My friend Courtney Davies from church, who moved into a house just down the street a week before we did and who also has a pale, blue-eyed, bald, muscular, almost-as-super-handsome-as-mine husband, got a job on the same unit starting orientation the same day, so we've been able to go to some of our classes together, through sunrises like this one:

It's been maybe more fun that it should have been (playing with our EKG strip magnifiers)

Not that nurse classes aren't fun. 

In addition to all the classes, there were a ton of computer based trainings as well.  Some of them I had to do at home.  Annie watched the BLS ones with me:
  
This one cracked me up because there was a demon elevator door at BHC Iwakuni that would smash people all the time.  Also, this computer personality is called "Presbytina."
  
We use a program called Epic to chart at work.  I find it amusing to go to "epic classes" and do "epic charting."  The "epic training program" had New Mexico themed patient names, and I think poor Dr.
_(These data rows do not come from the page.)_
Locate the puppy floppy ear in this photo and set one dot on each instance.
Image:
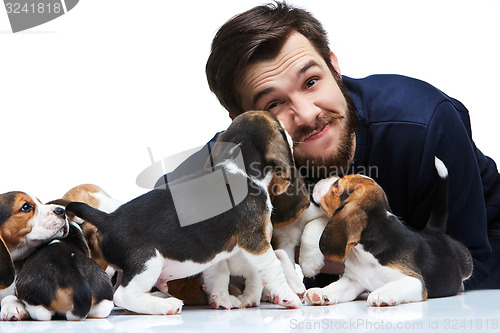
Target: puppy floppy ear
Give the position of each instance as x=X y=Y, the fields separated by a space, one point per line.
x=7 y=272
x=280 y=158
x=343 y=232
x=288 y=206
x=220 y=151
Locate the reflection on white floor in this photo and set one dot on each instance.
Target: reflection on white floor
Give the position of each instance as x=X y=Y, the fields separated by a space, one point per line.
x=471 y=311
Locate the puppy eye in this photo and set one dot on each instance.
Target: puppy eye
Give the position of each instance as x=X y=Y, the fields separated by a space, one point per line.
x=26 y=208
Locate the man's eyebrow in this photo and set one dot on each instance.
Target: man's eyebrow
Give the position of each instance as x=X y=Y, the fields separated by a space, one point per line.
x=304 y=68
x=260 y=94
x=269 y=90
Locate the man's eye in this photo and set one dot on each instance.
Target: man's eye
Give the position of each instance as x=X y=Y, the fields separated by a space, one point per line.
x=311 y=82
x=272 y=105
x=26 y=208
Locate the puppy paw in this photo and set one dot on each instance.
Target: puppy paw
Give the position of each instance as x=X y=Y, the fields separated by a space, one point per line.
x=383 y=297
x=311 y=264
x=286 y=298
x=250 y=300
x=318 y=296
x=171 y=305
x=12 y=309
x=224 y=302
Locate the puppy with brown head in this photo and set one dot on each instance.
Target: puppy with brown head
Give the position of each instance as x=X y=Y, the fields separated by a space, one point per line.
x=60 y=278
x=25 y=224
x=381 y=254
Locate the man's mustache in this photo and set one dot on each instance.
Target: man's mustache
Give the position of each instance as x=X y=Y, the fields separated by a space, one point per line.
x=302 y=132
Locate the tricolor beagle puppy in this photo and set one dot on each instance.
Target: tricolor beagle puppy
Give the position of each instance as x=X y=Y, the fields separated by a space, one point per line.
x=287 y=207
x=60 y=278
x=151 y=243
x=96 y=197
x=381 y=254
x=25 y=224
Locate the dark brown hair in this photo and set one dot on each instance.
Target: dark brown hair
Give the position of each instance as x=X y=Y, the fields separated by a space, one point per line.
x=257 y=35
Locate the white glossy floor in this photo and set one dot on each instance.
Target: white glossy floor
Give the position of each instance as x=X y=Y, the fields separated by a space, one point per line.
x=471 y=311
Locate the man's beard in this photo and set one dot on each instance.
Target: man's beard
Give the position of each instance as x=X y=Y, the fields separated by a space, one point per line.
x=316 y=168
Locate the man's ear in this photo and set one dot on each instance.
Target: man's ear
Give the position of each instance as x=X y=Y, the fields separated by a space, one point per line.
x=7 y=273
x=335 y=63
x=343 y=232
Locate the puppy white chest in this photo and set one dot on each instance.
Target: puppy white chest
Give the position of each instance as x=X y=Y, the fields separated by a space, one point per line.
x=364 y=268
x=173 y=269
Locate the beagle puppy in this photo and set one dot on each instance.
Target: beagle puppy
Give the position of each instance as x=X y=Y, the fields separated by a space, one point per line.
x=287 y=207
x=368 y=238
x=25 y=224
x=189 y=289
x=153 y=242
x=96 y=197
x=60 y=278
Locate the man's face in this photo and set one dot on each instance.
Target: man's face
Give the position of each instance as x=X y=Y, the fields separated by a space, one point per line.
x=299 y=88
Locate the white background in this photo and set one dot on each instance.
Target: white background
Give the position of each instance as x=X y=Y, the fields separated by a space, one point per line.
x=84 y=96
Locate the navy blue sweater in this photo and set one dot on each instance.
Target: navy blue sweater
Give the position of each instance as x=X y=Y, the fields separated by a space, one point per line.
x=402 y=124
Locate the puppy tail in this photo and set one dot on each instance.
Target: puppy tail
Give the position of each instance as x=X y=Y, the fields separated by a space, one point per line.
x=439 y=213
x=90 y=214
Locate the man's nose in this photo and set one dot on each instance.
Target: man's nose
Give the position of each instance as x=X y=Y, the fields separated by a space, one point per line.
x=304 y=112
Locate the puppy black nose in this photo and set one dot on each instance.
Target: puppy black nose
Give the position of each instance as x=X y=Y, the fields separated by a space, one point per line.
x=60 y=212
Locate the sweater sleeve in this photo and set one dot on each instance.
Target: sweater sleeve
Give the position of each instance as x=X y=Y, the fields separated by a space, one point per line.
x=449 y=138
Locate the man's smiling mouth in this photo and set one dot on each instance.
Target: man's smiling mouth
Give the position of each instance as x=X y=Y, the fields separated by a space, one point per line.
x=317 y=134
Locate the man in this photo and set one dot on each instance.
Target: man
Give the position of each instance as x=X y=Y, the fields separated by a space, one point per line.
x=276 y=58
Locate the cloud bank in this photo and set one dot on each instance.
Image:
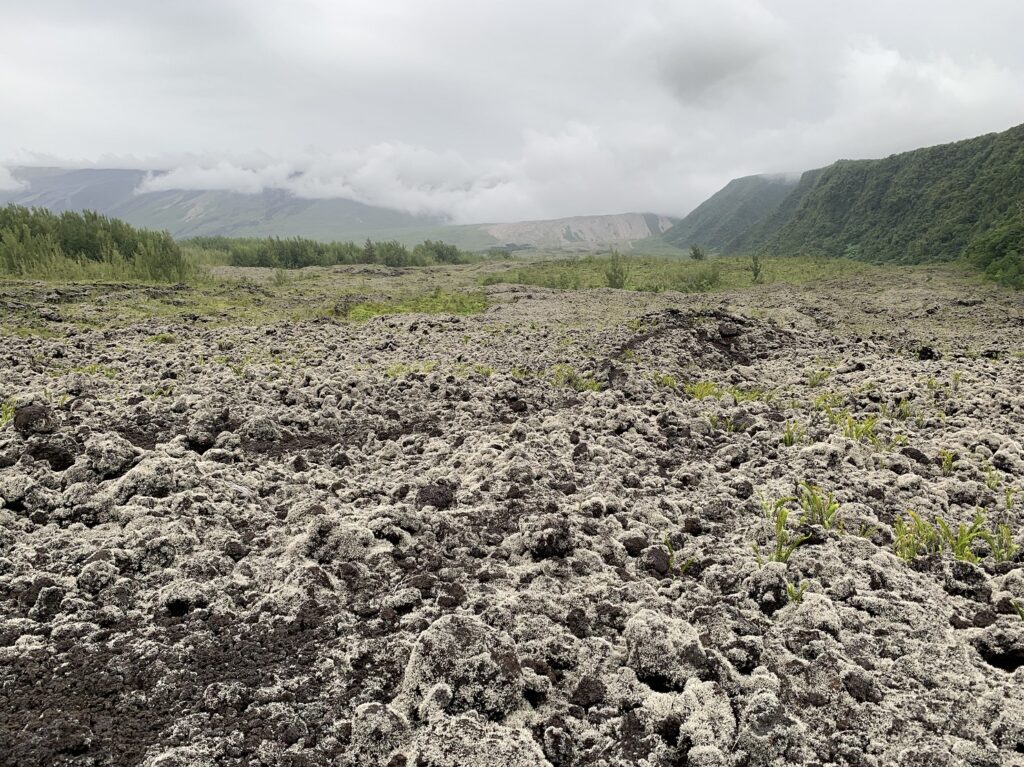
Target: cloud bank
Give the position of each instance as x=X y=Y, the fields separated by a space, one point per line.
x=486 y=111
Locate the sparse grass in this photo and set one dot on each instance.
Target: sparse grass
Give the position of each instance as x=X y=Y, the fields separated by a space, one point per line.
x=403 y=370
x=662 y=273
x=795 y=592
x=666 y=380
x=6 y=413
x=1000 y=543
x=436 y=302
x=565 y=376
x=992 y=478
x=817 y=508
x=947 y=459
x=862 y=430
x=817 y=377
x=1018 y=608
x=961 y=540
x=784 y=542
x=916 y=537
x=704 y=389
x=793 y=433
x=723 y=423
x=752 y=395
x=675 y=567
x=95 y=369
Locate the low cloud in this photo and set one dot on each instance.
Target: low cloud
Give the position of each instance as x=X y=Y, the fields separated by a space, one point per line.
x=594 y=107
x=8 y=182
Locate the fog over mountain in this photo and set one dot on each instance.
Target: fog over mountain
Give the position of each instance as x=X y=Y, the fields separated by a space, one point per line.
x=494 y=112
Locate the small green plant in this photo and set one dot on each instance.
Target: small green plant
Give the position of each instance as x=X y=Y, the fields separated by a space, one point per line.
x=817 y=508
x=402 y=370
x=751 y=395
x=6 y=413
x=1000 y=543
x=702 y=390
x=1018 y=608
x=676 y=568
x=992 y=478
x=725 y=423
x=860 y=429
x=961 y=541
x=793 y=433
x=564 y=376
x=665 y=379
x=616 y=272
x=866 y=530
x=777 y=514
x=818 y=377
x=757 y=268
x=915 y=537
x=280 y=279
x=947 y=458
x=796 y=591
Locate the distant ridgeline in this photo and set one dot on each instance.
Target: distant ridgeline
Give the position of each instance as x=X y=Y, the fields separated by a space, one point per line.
x=963 y=200
x=36 y=243
x=40 y=244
Sam Stethoscope must be a busy, busy guy.

I had to do 5 weeks of orientation on day shift so I could get a feel for what happens on the unit when everyone is around.  My day shift preceptor was Chris Humphreys.  He is a lot of fun, and I thought it was funny he is a Chris, because my preceptor for my first job was named Chris too.  This Chris is a New Mexico native and loves the mountains and taking Great Courses about everything imaginable.  And using care coordinators to rest on during daily rounds.

Drew helped out a ton in nursery the 5 weeks I had to miss church while I was on day shift.  It was nice to switch to nights and be able to attend again!  Except I still had to find nursery subs because the Primary Pianist had a baby and needed a piano-playing substitute for two weeks, and then I got called to be the Primary President.  *insert indiscriminate noise of jubilation or sorrow* First day of night shift, where I arrived and had to send two patients to ICU in the first 3 hours (one died the next day), then spent the rest of the night trying to help a patient with intractable nausea and vomiting whose PICC line had been pulled on day shift because she was supposed to go home, so she had to have a new IV placed under ultrasound so I could give her some freaking Zofran.  It was a rough start on nights.  
Now that I am off orientation, my normal schedule should go like this:

But there have been a lot of other crazy things going on that have made it difficult to sleep on Friday afternoon (mostly dog and Primary related), and I will often have something in the middle of the day on Saturday (baptisms for Primary, or the awesome quartet group).  And, of course, I have lost my blogging day! Which is why I'm blogging about October in the middle of January... Oh well.  When I get off in the morning I am usually treated to the sight of hot air balloons launching from the field next door.

It's been good/hard going back to work.  I am grateful to be able to use my education, I enjoy the challenge of being a nurse on a busy floor and getting good experience, it's fun to have coworkers, and it is nice to have a little financial wiggle room and build our savings back up (the weekend night differential is an extra $8 an hour--my day co-workers say it's to make up for the 8 years of life you lose working such a terrible schedule); but it's hard to not have any weekends with Drew, it's frightening to come back to something so high stakes after being away for so long, and Sundays are rough, rough, rough.  So we'll see!  It's livable right now.  Here's an early version of my paper brain.  I have to write down all the meds and when they're due so I can check them off when I give them, then I have to make 12 little boxes to check so I remember to chart my assessment, care plans, patient education, vital signs every 4 hours, and pain/safety/potty rounding every 2 hours on every patient.  My brain doesn't work at 4 in the morning very well, so I have to have it all written out or risk missing stuff.  
My hands took a beating at the beginning, but they're getting used to the constant hand washing so they're not splitting at the knuckles quite so much anymore.  Albuquerque is hard on hands to begin with!